Reports of complications following TSCPC are low suggesting that TSCPC is a relatively safe treatment modality with low rates of hypotony. Bloom et al reported chronic hypotony in three of the 210 eyes treated. Of these, two had received previous cycloablative treatment. None of these patients had silicone oil-related glaucoma. Hypotony was noted to occur after repeat TSCPC. Han et al and Kumar et al had no cases of hypotony in their series. Our series reports two cases of hypotony following TSCP despite retaining intravitreal silicone oil. Interestingly, chronic hypotony has been associated with intravitreal silicone oil regardless of TSCPC. Barr et al. identified that the most significant risk factors for this were preoperative hypotony, large retinal breaks, and diffuse contraction of the retina anterior to the equator. It is difficult to know if hypotony in our patients resulted from TSCPC alone. Our results seem to contradict previous reports of safety. Also of concern is that a significant proportion (56%) of our patients lost vision during the course of their follow-up. The majority of patients in our series had poor visual acuity at presentation with only five patients that could be quantified on a Snellen chart. Our series suggests that TSCPC fails to protect against visual loss in the long term.

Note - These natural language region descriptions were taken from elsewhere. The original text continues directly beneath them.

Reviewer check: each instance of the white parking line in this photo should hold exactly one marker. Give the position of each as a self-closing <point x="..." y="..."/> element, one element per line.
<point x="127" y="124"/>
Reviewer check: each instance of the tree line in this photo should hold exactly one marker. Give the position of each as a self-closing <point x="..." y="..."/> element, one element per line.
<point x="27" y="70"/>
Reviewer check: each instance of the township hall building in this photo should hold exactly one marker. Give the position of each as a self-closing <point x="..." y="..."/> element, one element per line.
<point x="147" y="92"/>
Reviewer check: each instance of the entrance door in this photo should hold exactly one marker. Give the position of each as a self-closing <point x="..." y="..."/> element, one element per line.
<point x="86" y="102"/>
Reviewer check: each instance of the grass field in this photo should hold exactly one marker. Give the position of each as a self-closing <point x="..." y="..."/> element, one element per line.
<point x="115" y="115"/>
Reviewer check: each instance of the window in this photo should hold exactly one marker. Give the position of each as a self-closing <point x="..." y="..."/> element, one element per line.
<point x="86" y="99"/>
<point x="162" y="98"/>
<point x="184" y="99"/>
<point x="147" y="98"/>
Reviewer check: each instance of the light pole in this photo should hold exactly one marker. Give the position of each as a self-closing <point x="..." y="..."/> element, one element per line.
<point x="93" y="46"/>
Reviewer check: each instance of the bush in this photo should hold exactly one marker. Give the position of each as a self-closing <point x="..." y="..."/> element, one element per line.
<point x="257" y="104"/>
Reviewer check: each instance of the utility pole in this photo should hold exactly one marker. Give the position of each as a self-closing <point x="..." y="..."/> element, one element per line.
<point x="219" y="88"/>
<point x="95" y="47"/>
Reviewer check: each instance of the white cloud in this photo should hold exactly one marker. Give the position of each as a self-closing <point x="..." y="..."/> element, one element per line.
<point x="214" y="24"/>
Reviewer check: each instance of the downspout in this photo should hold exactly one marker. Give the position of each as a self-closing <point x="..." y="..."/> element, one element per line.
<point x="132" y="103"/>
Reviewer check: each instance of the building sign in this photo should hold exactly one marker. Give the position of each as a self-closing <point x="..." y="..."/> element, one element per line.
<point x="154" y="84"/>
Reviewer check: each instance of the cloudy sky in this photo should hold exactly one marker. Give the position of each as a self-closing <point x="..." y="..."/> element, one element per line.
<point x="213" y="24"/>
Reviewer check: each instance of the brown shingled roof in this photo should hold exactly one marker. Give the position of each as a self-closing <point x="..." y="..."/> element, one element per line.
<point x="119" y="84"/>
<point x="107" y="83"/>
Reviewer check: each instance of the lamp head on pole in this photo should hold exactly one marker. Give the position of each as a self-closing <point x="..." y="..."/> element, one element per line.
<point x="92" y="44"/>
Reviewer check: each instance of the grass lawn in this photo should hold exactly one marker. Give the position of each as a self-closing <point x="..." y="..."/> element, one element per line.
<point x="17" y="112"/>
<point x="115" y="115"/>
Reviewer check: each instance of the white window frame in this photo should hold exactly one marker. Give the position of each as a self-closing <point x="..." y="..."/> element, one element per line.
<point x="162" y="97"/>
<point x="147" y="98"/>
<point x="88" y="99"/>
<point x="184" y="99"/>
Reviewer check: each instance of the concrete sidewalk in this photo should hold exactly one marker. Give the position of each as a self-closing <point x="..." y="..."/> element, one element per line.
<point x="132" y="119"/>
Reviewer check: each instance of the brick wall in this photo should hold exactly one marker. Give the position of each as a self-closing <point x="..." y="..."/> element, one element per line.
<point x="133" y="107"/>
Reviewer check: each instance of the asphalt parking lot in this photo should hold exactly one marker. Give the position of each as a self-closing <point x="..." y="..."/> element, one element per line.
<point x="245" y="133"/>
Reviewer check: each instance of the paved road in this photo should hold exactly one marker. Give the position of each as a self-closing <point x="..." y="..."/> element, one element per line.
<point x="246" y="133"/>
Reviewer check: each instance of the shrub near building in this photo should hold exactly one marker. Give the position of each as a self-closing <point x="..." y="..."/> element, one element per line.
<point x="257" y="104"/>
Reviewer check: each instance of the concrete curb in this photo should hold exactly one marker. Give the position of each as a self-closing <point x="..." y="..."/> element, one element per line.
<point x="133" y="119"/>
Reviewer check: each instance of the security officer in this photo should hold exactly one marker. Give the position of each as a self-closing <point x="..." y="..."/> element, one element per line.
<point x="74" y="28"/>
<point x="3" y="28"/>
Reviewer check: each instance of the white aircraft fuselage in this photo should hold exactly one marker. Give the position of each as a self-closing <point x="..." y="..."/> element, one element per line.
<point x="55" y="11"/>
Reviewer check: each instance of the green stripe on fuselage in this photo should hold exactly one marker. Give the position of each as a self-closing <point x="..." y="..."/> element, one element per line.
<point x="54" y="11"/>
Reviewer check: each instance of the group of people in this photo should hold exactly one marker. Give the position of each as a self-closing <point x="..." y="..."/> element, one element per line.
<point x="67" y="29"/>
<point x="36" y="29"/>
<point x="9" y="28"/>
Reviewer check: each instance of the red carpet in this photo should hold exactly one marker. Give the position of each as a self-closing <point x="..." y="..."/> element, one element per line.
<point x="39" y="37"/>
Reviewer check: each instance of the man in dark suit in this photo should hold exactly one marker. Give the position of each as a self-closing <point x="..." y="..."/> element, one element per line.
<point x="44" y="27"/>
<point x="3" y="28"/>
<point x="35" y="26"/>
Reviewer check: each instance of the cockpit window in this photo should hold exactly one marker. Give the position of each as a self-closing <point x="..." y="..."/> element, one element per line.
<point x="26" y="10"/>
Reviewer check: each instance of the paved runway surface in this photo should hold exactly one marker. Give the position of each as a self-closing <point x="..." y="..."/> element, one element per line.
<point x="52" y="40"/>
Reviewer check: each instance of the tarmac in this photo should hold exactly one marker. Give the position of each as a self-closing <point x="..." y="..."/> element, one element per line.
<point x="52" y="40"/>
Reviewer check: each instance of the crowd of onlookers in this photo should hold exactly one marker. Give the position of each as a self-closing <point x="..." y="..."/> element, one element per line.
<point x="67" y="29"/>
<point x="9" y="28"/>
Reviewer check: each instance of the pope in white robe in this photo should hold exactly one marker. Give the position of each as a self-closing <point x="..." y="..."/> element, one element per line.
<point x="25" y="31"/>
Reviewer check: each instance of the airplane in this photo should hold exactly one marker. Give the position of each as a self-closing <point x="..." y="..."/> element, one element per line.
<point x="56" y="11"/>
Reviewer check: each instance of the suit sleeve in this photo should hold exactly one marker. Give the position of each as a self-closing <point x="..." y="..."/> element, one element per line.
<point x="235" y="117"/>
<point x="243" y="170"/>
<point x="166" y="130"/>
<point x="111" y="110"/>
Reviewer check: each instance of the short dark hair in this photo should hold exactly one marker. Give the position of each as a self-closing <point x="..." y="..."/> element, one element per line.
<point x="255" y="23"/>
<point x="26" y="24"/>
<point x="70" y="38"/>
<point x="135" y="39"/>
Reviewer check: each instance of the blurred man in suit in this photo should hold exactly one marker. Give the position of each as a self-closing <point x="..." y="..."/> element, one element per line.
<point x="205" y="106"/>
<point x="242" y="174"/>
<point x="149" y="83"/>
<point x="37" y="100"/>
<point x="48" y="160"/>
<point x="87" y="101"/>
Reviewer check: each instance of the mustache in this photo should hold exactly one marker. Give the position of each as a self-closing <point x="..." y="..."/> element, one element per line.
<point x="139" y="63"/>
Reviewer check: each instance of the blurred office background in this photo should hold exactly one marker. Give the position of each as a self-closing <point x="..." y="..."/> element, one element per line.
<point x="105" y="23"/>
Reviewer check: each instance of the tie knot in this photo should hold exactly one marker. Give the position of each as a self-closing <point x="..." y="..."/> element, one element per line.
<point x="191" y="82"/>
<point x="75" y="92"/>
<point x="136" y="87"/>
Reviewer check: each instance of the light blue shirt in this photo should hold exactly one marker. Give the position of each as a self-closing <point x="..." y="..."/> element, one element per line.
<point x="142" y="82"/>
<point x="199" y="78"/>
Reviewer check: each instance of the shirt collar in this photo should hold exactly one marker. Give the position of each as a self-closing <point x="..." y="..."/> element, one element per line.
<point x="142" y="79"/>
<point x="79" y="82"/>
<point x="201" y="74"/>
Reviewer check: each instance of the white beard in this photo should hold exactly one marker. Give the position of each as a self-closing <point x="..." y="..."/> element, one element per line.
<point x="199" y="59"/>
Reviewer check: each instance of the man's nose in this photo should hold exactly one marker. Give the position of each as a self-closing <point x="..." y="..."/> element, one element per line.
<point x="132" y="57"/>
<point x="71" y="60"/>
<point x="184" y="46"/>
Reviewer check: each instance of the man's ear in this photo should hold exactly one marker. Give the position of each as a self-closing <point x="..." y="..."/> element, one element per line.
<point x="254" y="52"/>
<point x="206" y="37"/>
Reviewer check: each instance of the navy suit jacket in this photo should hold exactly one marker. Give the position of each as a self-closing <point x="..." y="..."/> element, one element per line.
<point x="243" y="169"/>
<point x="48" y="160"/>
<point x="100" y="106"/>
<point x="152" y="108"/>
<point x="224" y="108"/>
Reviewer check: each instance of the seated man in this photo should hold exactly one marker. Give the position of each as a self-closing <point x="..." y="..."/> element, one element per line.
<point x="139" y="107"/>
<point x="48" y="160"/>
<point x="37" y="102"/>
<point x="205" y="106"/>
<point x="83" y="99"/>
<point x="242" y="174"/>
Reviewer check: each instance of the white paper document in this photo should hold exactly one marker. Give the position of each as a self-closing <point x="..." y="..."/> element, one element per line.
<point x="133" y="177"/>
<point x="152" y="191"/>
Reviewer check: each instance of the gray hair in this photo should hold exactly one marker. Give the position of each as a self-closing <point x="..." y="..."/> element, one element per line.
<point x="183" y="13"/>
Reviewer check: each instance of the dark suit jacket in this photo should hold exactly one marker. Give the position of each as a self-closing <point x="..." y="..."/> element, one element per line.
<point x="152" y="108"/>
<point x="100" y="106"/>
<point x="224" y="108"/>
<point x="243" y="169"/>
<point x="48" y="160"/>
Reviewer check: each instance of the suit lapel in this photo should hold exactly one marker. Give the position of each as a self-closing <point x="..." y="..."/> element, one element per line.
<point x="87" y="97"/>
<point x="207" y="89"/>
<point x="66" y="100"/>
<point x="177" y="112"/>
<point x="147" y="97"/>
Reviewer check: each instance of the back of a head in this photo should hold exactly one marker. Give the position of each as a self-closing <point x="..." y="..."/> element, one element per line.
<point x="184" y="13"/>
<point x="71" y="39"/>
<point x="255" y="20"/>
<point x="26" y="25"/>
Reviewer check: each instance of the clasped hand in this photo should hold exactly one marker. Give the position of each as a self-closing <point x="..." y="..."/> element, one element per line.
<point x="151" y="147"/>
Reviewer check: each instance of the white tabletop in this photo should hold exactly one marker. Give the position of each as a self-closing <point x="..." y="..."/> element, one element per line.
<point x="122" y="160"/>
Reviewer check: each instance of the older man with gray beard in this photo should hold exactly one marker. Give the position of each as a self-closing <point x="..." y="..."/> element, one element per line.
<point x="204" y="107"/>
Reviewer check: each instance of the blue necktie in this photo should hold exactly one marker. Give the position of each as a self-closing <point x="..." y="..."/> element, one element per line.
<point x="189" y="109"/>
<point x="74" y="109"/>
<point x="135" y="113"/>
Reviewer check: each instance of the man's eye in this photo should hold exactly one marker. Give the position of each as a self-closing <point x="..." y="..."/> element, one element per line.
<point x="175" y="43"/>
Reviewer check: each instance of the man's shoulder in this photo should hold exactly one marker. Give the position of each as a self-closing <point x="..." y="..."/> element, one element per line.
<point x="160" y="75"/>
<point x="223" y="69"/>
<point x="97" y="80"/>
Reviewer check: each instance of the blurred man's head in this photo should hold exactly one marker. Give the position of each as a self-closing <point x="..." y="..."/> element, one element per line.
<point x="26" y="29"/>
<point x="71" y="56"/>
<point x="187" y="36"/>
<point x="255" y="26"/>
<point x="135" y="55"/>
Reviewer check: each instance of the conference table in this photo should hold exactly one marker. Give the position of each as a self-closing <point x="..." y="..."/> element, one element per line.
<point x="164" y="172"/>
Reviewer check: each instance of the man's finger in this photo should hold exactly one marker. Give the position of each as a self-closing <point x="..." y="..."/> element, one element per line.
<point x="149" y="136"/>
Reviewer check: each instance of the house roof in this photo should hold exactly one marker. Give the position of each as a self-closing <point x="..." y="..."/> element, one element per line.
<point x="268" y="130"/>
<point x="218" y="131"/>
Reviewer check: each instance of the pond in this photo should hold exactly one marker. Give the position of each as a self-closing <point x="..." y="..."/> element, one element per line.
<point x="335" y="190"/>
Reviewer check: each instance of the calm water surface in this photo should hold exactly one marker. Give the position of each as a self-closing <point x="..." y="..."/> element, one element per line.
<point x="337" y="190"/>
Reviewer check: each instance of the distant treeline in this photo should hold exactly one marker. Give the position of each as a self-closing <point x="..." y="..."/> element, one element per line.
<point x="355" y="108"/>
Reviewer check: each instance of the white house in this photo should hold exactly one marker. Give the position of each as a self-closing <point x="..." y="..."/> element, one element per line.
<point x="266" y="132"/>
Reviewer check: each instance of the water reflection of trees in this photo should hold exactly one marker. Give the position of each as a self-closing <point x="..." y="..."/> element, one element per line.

Survival analysis demonstrated that there was a long delay before IOP was brought under control. This may have contributed to the further loss of vision despite treatment. However; the analysis also suggests that IOP can eventually be brought under control in most patients, but this may have been at the price of the production of hypotony in some of our patients. The limitations encountered in our study serves to highlight the inherent difficulties in managing silicone oil-related glaucoma.

In conclusion, our study of a cohort of patients in a tertiary referral centre fails to support the success rates reported so far. This raises some doubts of the efficacy of TSCPC in patients retaining silicone oil with intractable glaucoma. It is possible that the reason for this is the long duration of silicone oil and pre-existing ocular comorbidity in our patients. Larger studies with long-term results are required to know if IOP control is maintained with time and to determine patient characteristics that confer a higher risk of treatment failure. Despite its apparent limitations, the relative ease of use and general availability still makes TSCPC a worthwhile therapeutic consideration in the management of silicone oil-related glaucoma.